Alguém poderia se perguntar que vínculo tem esta pretensa história do homem com os relatos da criação segundo o livro do Gênesis. Lamentavelmente, já não temos, exceto alguns fragmentos e alguns dados provenientes de autores posteriores, o Comentário sobre o Gênesis que provavelmente explica-se alegoricamente neste sentido os primeiros capítulos do livro: devemos contentar-nos com a primeira homilia sobre este livro, que provavelmente sobre este ponto é menos explícita que o Comentário, e também com alusões espalhadas aqui e ali. Como foi dito antes a propósito da antropologia tricotômica e da imagem de Deus, o capítulo 1 do Gênesis descreve a criação das inteligências preexistentes, aplicando-se a menção do homem e da mulher não à uma sexualidade, que ainda não existe, mas sim à Cristo preexistente em sua humanidade e à sua Esposa, a Igreja da preexistência, conjunto   das inteligências.

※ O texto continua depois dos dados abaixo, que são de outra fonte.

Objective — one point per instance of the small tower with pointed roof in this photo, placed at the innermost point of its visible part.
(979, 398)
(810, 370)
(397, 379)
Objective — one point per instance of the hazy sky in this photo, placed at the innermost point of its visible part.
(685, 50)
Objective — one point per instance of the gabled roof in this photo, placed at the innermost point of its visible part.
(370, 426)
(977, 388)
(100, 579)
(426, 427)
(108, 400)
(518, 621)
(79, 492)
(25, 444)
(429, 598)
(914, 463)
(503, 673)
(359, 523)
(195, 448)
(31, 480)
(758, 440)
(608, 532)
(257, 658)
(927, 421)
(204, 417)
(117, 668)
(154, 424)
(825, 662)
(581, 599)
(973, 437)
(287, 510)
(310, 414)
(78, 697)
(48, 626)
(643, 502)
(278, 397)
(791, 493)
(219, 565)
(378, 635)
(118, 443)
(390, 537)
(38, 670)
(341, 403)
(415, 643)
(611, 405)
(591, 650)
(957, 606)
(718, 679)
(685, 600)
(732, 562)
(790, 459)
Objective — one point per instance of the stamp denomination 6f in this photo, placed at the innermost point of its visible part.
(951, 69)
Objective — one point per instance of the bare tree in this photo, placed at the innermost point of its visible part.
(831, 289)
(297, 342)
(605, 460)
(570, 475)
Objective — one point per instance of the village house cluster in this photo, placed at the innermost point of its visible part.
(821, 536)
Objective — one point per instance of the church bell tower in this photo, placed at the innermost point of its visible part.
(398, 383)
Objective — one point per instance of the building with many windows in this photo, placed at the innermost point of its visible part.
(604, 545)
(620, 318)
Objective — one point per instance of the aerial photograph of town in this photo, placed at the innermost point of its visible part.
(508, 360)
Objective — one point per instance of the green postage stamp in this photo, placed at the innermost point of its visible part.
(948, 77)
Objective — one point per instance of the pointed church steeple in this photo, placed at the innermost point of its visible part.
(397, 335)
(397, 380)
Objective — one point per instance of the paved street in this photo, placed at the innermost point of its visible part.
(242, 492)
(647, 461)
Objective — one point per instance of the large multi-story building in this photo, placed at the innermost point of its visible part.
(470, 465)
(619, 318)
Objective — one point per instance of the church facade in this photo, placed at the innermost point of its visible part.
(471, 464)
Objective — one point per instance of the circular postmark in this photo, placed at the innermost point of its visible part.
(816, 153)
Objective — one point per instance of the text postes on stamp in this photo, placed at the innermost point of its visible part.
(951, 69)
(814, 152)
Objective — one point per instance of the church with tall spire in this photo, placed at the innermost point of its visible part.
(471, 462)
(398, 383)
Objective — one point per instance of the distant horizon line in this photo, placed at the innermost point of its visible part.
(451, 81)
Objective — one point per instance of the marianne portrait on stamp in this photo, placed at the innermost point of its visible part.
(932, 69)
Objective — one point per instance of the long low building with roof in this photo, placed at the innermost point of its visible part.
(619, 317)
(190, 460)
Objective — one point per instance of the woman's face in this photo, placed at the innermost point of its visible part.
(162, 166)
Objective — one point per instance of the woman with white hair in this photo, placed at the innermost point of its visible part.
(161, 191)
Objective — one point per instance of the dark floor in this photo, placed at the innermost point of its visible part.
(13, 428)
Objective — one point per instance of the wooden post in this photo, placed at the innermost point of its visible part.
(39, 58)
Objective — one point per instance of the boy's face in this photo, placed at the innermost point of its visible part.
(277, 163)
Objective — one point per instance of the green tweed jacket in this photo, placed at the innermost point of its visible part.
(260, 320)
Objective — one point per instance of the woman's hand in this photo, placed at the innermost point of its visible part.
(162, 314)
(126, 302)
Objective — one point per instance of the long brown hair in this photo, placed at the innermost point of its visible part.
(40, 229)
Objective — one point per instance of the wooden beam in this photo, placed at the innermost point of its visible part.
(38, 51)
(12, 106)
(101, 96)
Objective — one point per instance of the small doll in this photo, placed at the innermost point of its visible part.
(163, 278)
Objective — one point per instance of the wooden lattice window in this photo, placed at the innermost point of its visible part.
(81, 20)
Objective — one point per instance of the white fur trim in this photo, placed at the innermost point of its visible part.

O capítulo 2 fala da criação do corpo, mas pesa sobre ele uma forte   impressão  : se trata-se do corpo terreno e sexuado consecutivo à queda, como veria Orígenes neste capítulo 2, anterior ao capítulo 3, que descreve a queda ? Segundo o testemunho de Procópio de Gaza — o temos visto antes — ? o Comentário sobre o Gênesis o interpretava como o corpo "centelhante" que revestia a inteligência preexistente e então as duas criações, a do capítulo 1 e a do capítulo 2, deveriam ser consideradas como concomitantes, posto que uma criatura não pode existir sem corpo. Mas, neste caso, que fazia Orígenes com os versículos 21 ao 25 do capítulo 2, acerca da criação da mulher e de sua união com o homem por iniciativa do próprio Deus, texto que ocupa um lugar importante na concepção origeneana do matrimônio como na de toda Igreja primitiva ? Interpretava ele somente o "grande mistério" da União de Cristo e da Igreja e só indiretamente da união do homem e da mulher, sua imagem ? No Comentário sobre o Gênesis , no capítulo 3 devia figurar a queda, e nas "túnicas de pele" do versículo 21, segundo Procópio de Gaza, a "qualidade" terrestre que adiante esconderá o esplendor do "corpo cintilante" que revestia a inteligência preexistente.

Então, só nesse momento pode-se falar de uma segunda criação concernente ao mundo sensível a respeito de um corpo sexuado: Orígenes mesmo observa que a Escritura menciona que "Adão   conheceu a sua esposa Eva" justo depois de quando haviam abandonado o Paraíso.

Para complicar, entretanto, mais o quadro agreguemos que não é de modo algum seguro que Orígenes, ainda que alegorizando-os, não tenha visto em Adão e em Eva personagens reais. Assim se depreende de algumas expressões e, de todos os modos, tanto para Orígenes quanto para Paulo a alegorização de um relato não é incompatível com a crença em sua historicidade. A perda do Comentário sobre o Gênesis nos impede de responder à estas questões, mas podemos estar seguros de que Orígenes se saía bem, com sua inteligência habitual, de todas estas dificuldades.